Waist High in an Elephant Bath – Uganda
Waist High in an Elephant Bath
Uganda, Africa
I once fell into an elephant bath as we were walking back from a long day measuring elephant dung balls. Typical. Just when I thought my acquaintance with elephant toilet habits could get no more intimate.
The elephants of Uganda’s Kibale Forest National Park are migratory. They leave their mark everywhere. Trees stripped for browsing give an indication of their height. Wallow holes by their depth (I can testify) provide an idea of the bathing elephant’s bulk. But for good, reliable information of the kind we needed for our large mammal census, nothing beats a ball of dung. The diameter of each ball furnishes the size of that particular elephant’s anus. And as the anus is proportional to body size, we can deduce the dimension of the elephant and estimate its age. Clever, eh? The data gathered by our project from walking six transects through the forest was used to estimate the number of infant, juvenile, sub-adult and adult elephants in the park.

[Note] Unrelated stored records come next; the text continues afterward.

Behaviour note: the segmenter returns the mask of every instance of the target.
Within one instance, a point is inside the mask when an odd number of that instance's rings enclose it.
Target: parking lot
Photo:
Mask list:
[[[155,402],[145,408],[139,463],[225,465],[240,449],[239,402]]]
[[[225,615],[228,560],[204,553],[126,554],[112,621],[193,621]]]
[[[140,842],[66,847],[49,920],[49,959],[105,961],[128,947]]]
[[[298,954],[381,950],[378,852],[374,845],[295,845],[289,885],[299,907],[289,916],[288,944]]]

Elephants and their toilet habits play a vital part in forest biodiversity, not least as regards seed dispersal. We found seedlings of the balanites tree in many a pile of dung. We measured these to determine roughly when the elephant had passed this way. More importantly, however, balanites seeds are dispersed exclusively through elephant dung. Research suggests that they may even require passage through the elephant’s digestive system in order to germinate. A stable population of elephants with a taste for balanites is, therefore, key to maintaining the ecosystem structure and the life that depends on it. Fortunately, nature is wily enough to ensure that elephants don’t neglect their balanites duties. Elephants love balanites because it gets them drunk. Imagine, four-ton pachyderms out to paint the forest red, last one’s a loser! Elsewhere in the forest, chimps chatter and shriek over ripe figs, and monkeys love the wild coffee (could be good for the hangover). This is how the forest works. It’s one big party – followed by a bath.

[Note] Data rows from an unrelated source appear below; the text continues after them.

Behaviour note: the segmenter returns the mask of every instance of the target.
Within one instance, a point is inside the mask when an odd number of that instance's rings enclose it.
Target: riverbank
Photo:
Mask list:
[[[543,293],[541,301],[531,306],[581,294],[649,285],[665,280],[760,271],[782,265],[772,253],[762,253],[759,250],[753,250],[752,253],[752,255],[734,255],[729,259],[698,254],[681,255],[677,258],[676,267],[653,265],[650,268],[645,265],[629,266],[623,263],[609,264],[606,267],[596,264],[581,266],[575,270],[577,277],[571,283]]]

And that was where I found myself, in with both feet and sinking deeper into the gloop. Elephants like to wallow to keep their skin soft, cool and free of parasites. They spend so much time in the mud that they tend to assume the colour of the local soil over their natural grey. So, when I was finally pulled out of that bath, had I taken on the colour of a Kibale Forest elephant? We can’t say for sure because in three months of tracking signs in the park, we never actually saw one. It was only later, on safari in Tanzania, that we finally had the pleasure of putting a face to the dung, as it were.